The U.S. Court of Appeals for the Third Circuit handed down a 2-1 ruling that redraws the boundary between federal derivatives law and state gambling authority: New Jersey regulators cannot use the state's gaming statutes to block Kalshi EX, a federally licensed prediction-market operator, from offering sports-related event contracts to state residents.
For anyone trading on Kalshi's platform, the ruling means continued access to sports event markets. For state regulators everywhere, it signals a much harder legal road ahead.
Writing for the majority, U.S. Circuit Judge David Porter held that Kalshi's contracts qualify as "swaps" traded on a CFTC-licensed designated contract market, and that the Commodity Exchange Act vests the federal government with exclusive authority over those instruments. New Jersey's cease-and-desist order, which targeted Kalshi's listings of sports-related event contracts including those tied to collegiate sports outcomes, could not stand against that federal preemption.
The dispute began after New Jersey's Division of Gaming Enforcement sent Kalshi a cease-and-desist letter arguing that the company's sports contracts violated state gambling laws. Kalshi, which was founded to let retail customers take positions on real-world outcomes ranging from elections to economic data releases, countered that its products are derivatives governed exclusively by the Commodity Exchange Act. A federal district court issued a preliminary injunction allowing Kalshi to continue operating while litigation proceeded; the Third Circuit majority upheld and extended it.

Kalshi CEO Tarek Mansour called the outcome "a big win for the industry and millions of users." The CFTC reinforced the ruling with a statement reaffirming its exclusive jurisdiction over derivatives on licensed designated contract markets, a position the agency has been actively pressing in court. The Commission recently sued several states that sought to apply gaming regulations to CFTC-licensed platforms, signaling a deliberate federal strategy to establish uniform derivatives oversight rather than yield to state-by-state enforcement.

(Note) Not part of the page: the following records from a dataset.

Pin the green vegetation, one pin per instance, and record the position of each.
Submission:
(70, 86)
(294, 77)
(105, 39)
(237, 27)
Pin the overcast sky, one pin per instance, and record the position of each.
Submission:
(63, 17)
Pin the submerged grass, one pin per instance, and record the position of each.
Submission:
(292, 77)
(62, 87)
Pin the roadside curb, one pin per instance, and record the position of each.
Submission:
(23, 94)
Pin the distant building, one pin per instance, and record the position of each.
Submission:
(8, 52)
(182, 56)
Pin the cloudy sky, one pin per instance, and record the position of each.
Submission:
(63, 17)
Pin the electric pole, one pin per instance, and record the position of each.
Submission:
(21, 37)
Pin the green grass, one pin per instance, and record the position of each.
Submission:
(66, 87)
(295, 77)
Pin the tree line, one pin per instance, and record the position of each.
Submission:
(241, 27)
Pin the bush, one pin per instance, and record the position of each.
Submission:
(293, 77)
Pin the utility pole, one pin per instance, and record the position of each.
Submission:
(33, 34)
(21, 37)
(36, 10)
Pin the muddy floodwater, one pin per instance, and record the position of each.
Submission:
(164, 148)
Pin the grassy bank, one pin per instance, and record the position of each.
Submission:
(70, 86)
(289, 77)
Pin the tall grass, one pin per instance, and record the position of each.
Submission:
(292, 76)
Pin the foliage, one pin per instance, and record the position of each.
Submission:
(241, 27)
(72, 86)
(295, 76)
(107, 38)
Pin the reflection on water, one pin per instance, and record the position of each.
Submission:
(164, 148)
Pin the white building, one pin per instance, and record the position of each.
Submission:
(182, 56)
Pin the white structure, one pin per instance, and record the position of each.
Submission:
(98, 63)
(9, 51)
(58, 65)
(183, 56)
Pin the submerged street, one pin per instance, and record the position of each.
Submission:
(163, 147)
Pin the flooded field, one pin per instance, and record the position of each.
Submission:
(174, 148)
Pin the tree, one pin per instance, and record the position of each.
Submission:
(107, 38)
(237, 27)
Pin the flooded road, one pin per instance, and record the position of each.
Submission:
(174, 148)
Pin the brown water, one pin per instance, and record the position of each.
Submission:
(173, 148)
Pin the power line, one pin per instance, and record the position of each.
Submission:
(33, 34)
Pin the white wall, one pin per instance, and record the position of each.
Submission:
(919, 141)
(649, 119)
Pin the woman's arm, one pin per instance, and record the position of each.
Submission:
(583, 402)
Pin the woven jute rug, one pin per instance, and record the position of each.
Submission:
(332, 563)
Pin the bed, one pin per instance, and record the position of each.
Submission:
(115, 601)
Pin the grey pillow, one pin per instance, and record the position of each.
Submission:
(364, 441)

The lone dissenter on the panel warned that Kalshi's products "resemble traditional sports betting" and argued that states retain a legitimate interest in protecting consumers and minors through local gambling laws. That concern points to the most significant policy gap the ruling leaves open: the Commodity Exchange Act contains no consumer protections specifically tailored to event-contract trading, and neither Congress nor the CFTC has yet filled that void.
The precedent extends well beyond sports. Kalshi and similar operators offer contracts on elections, Federal Reserve decisions, and economic indicators. The Third Circuit's reasoning applies equally to all of them: any CFTC-licensed designated contract market gains, through this decision, a federal shield against state enforcement regardless of how closely the products resemble gambling to local regulators. If other circuits adopt the same logic, the patchwork of state gambling oversight that has constrained digital prediction markets since their emergence could give way to a nationally uniform, federally governed market that individual states have little formal power to shape.